Homeland Security's Heavy Hand

The week before last, after a blue moon and in the middle of the dog days (when the dog star rises with the sun), the Bush administration cried wolf. Tom Ridge, czar of Homeland Security, scared the living daylights out of the country on a dog day Sunday afternoon by listing financial institutions that had been targeted by al-Qaida. He praised the president for his leadership on homeland security: a nice boost for the sagging re-election campaign. Troops in full armor and carrying automatic weapons appeared around the targets. It was a grim Sunday evening in America.

The next day the stock market -- allegedly the target of the plotting -- pushed the Dow average higher. Perhaps the blue moon, dog day omens were not good for crying wolf again. It also emerged that the material about the targets had been gathered four years ago, though it ''may'' have been updated as recently as January. The head of MI6, the British intelligence agency, raised questions about frightening people when there was no evidence of immediate threat. He also wondered whether the release of so much information might endanger ongoing intelligence operations.

Clearly, the discovery of al-Qaida computers was a major breakthrough, even if the computers tell more about its past than about the present. However, the Bush administration has cooked up a couple of weeks of fear. Whether they have cried wolf once too often remains to be seen. Meanwhile, Homeland Security doesn't seem to have the time or the money to make the nation's ports secure.

It does have the time, however, to practice cruelty. It discovered 292 refugees from the volcano eruption on the island of Montserrat in 1995 (many of them descendants of the Irish slaves Cromwell had exiled to the Indies). This year Homeland Security canceled their ''temporary protected status.'' Either they must go back to Monserrat, which is unsafe, or to England or to anywhere. But they must leave the new families they have formed and their new jobs and new homes and depart the United States. What kind of men and women take pleasure in such cruelty?

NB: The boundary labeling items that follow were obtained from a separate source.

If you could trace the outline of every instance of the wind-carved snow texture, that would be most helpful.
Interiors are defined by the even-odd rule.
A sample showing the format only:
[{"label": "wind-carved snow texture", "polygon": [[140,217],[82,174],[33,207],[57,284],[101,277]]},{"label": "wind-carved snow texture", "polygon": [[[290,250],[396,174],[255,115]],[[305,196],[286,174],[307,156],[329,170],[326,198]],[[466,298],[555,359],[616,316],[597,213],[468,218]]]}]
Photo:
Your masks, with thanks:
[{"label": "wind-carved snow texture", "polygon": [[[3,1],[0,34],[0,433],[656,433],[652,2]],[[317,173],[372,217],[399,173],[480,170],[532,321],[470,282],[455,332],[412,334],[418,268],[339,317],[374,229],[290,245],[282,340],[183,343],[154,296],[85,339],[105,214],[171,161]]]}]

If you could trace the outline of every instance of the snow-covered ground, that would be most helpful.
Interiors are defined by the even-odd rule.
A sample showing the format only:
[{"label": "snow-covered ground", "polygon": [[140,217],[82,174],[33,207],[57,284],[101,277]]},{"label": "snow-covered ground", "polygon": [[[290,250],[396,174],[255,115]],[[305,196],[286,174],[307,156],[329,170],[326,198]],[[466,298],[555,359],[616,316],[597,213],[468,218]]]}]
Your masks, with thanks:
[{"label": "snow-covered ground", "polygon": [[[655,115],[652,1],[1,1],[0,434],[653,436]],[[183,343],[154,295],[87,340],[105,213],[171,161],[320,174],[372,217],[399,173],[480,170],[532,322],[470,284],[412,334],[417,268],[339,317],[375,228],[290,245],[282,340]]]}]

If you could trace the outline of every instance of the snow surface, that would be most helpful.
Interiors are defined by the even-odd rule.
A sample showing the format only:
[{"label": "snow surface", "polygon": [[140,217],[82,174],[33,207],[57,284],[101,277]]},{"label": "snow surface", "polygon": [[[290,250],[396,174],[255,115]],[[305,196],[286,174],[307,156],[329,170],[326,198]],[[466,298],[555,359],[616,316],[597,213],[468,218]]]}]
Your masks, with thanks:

I encountered recently the harsh face of Homeland Security and the Patriot Act in the Harbor Country of western Michigan. The victim snatched away by Ridge's goons is Ibrahim Parlax, the proprietor of the Cafe Gulistan restaurant in Harbert. My friend and colleague Roger Ebert (who introduced me to the wonders of the cafe) insists that Parlax, granted permanent residence and political asylum many years ago, runs the best restaurant in this part of the world.

Parlax is a gentle, soft-spoken man, lovingly kind to his 7-year-old daughter and warmly friendly to all his clients. His story since he came to America -- after time in a Turkish jail -- is a perfect type of the American dream: a poor immigrant working hard, making a success of himself and becoming a true American. His big mistake was applying for U.S. citizenship. That gave the vile people at Homeland Security a chance to reconsider -- after more than a decade -- this grant of political asylum.

We cannot afford in this country to lose such an admirable potential citizen.

Parlax is not a violent man and never recommended violence in his time as a Kurdish nationalist, much less is an ''aggravated felon.'' However, given the hatred of the Turks for all Kurdish nationalists, if he is sent back to Turkey he may very well die.

I trust those who have his fate in their hands understand that the Kurds are the solid allies of the United States in Iraq and are strongly pro-American. As centuries-long victims of oppression by Iraqis, Iranians and Turks, they are loyal to their friends, and the United States is their friend. The charges against Ibrahim seem not only wild but innocent of understanding of the Kurds or the situation in that part of the world. Perhaps someone could tell Ridge that the Kurds are our allies.

The alternative to deportation and death is apparently permanent detention -- which means until the goons in Homeland Security are swept out of office.